研究課題/領域番号 |
15K02301
|
研究機関 | 大阪大学 |
研究代表者 |
小口 一郎 大阪大学, 言語文化研究科(言語文化専攻), 准教授 (70205368)
|
研究期間 (年度) |
2015-04-01 – 2018-03-31
|
キーワード | エコクリティシズム / 物質 / ポスト・ネイチャー / ポスト・ヒューマン / 環境 / 他者 / ロマン主義 / 英米文学 |
研究実績の概要 |
28年度は、27年度の研究で考察した環境批評理論と、新たに対象としたScott Slovicの議論に立脚しながら、イギリス・ロマン主義の文学・思想テクストを中心に、物質的自然と「他者」の問題を追求した。またイギリスの影響を受けたアメリカの環境テクストにも考察の対象を広げ、研究の普遍化をはかった。 具体的には、27年度に端緒をつけたW. Wordsworthの他者としての「無慈悲な自然」の研究を、ワーズワスの代表的自伝テクスト全般に対象を拡大し、さらに、その観点からアメリカのH. D. Thoreauの自伝的テクストを分析した。結果としてワーズワスにおいて、緑の自然美の亀裂から出現する無限空間として認識された他者的自然が、ソローでは、より明確な形態と具体的な物質性を備えた「原野」的空間との邂逅として出現していることがわかった。後者は、原初の天地創造の行為を今に残す「人の手の入っていない地球」であり、一見したところ「人間」とは断絶した他者である。しかしこの他者性は、焼畑による焦土、石化した植物、野生動物の食肉などの物質的イメージを媒介に、環境と人間にマテリアルな接点を提起するものでもあった。このようにソロー、そしてワーズワスには、伝統的自然の対極にある他者的自然=「ポスト・ネイチャー」と、ポスト・ネイチャーから人間を再定義する「ポスト・ヒューマニティー」につながる現代的意義があることが判明した。 さらに28年度は現代アメリカのA. Leopoldoの環境思想を、ワーズワス=ソローの枠組みに位置付けることで、さらに27年度からの課題であった18世紀の風景描写の問題をA. Pope、J. Thomsonらの重商的海外拡張主義のテクストとその背後にある自然神学の形而上学に読み取ることで、ロマン主義の環境思想を取り巻く通時的コンテクストをより拡張した形で考究することができた。
|
現在までの達成度 (区分) |
現在までの達成度 (区分)
3: やや遅れている
理由
研究の進捗自体は、若干の変更や前後はあるものの、ほぼ計画通りに進んでいると言える。ただし、論文、著書、口頭発表など、具体的な研究発表については当初の計画に比較して数的達成の観点からやや遅れが生じていることは否めない。
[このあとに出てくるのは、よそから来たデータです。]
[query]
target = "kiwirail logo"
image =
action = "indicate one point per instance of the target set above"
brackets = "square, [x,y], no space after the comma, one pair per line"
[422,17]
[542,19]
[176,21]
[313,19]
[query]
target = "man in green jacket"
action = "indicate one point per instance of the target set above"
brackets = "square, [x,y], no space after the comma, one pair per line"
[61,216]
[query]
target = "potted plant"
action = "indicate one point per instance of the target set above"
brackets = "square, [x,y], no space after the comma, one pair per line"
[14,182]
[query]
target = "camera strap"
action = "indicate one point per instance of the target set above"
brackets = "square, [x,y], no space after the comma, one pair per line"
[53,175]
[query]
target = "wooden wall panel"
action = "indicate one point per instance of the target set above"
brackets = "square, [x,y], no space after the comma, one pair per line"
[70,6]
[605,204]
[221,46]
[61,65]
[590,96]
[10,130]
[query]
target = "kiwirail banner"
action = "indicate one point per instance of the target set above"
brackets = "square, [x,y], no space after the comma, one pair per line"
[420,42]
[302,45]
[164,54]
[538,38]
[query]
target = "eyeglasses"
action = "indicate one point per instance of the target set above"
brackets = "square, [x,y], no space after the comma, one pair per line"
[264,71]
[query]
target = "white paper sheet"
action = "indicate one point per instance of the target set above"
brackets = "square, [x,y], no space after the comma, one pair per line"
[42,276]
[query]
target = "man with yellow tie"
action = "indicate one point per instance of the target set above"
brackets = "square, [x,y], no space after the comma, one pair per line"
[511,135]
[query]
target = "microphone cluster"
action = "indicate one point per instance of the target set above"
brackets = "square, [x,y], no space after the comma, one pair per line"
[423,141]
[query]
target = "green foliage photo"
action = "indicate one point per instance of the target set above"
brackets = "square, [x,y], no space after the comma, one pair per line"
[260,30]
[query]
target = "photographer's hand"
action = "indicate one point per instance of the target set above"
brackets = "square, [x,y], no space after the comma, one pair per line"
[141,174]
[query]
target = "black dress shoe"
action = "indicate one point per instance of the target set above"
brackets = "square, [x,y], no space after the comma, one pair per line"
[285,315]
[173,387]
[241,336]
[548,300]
29年度の研究実施、およびそれ以降の研究発表において遅れを取り戻すべく努力する必要がある。 環境批評理論については、過去2年間の研究によっておおむね必要な全体像を把握し、方法論を抽出することができている。K. Rigbyの環境における他者論を理論的な収斂点と設定し、A. Bewellら80年代以来の理論形成と、L. BuellやT. Mortonなどのより近年の環境理論から、S. IovinoとS. Oppermannによる物質的環境批評、そして環境批評の第4の波を定義したSlovicまでを概括する観点を持てたことは成果であったと言える。 文化テクストの分析の面でも、前期ロマン主義の風景と商業主義・帝国主義的拡張、ワーズワスを中心とするロマン主義の環境的感性、J. H. Tookeなどロマン主義時代の物質論的言語観、ソローやレオポルドなどのアメリカの環境思想の流れへの架橋などの複合的な課題に、他者性や物質性という統合的な観点から一貫した解釈を与え、「無慈悲な自然」「露岩地形」「焼畑焦土」「非人間的原野」「実詞言語」など、作家や思想家たちが実際に使ったことばやイメージに基づいた概念に立脚しつつ、全体像を整理して提示しつつあることは2年間の成果としては一定の評価ができるであろう。 ただしすでに述べたように、出版物や口頭発表の面では限られた回数しか研究発表に結実してこなかったことは否めない。研究3年目の29年度、そしてそれ以降はこの点で改善をはかり、研究成果をより広く学会および社会と共有していくことを試みたい。
|
今後の研究の推進方策 |
29年度は、物質の「行為者性」という、物質的環境批評のもう一つの核心的な概念を取り上げる予定である。イオヴィーノとオッパーマンらの最新の知見を、行為の中でたちあらわれる自然を批判哲学の観点から論じてきたS. Vogelの考察に関係づけることで、より理解しやすい形で理論的整理を行い、その後、イギリス・ロマン主義の環境テクストと、その影響を受けて成立した19世紀アメリカの環境文学・環境思想にこの概念の展開を確認し精査したい。イギリス側では新たにJ. Clareを対象に含め、環境破壊がもたらす行為者性の破壊と喪失を、ワーズワスらとともにクレアの環境詩の中にも探りたい。また28年度に部分的に取り上げたアルド・レオポルドのネイチャーライティングと環境倫理についても、同じ枠組みで論じる予定である。 これらの研究手順を踏んだ後に、3年間の研究のまとめと総括を行う。その際に、27年度に考察を進めていたロマン主義の物質的言語理論に再度立ち返り、言語記号を物質に近づけようと試みた経験論的言語理論家や文法家の思想的枠組みの中に、物質的環境、物質の行為者性、ロマン主義的精神の自己生成やロマン主義的言語理論などの要素を包括する思想空間を見出し、本研究の結論的な考察を行いたいと考えている。
|
次年度使用額が生じた理由 |
当初研究発表を複数予定していたが、事情によりそのうちのいくつかをキャンセルしたことで、142000円の次年度使用額が生じた。 本来ならば、研究発表用の旅費がさらに1件ほど生じ、加えて英語論文執筆の際のネイティブスピカーによる校閲料金が10000語から12000語分程度多く生じたはずであった。おおよそそれらに相当する額が次年度使用額となる。
|
次年度使用額の使用計画 |
通常の研究活動にともなう書籍、消耗品の購入、調査旅費、研究発表旅費、論文執筆用英語校閲費に加え、28年度の積み残し分の研究発表旅費及び論文執筆用英語校閲費を加算し、これにより差額を加えた予算を消化し、研究を完遂する予定である。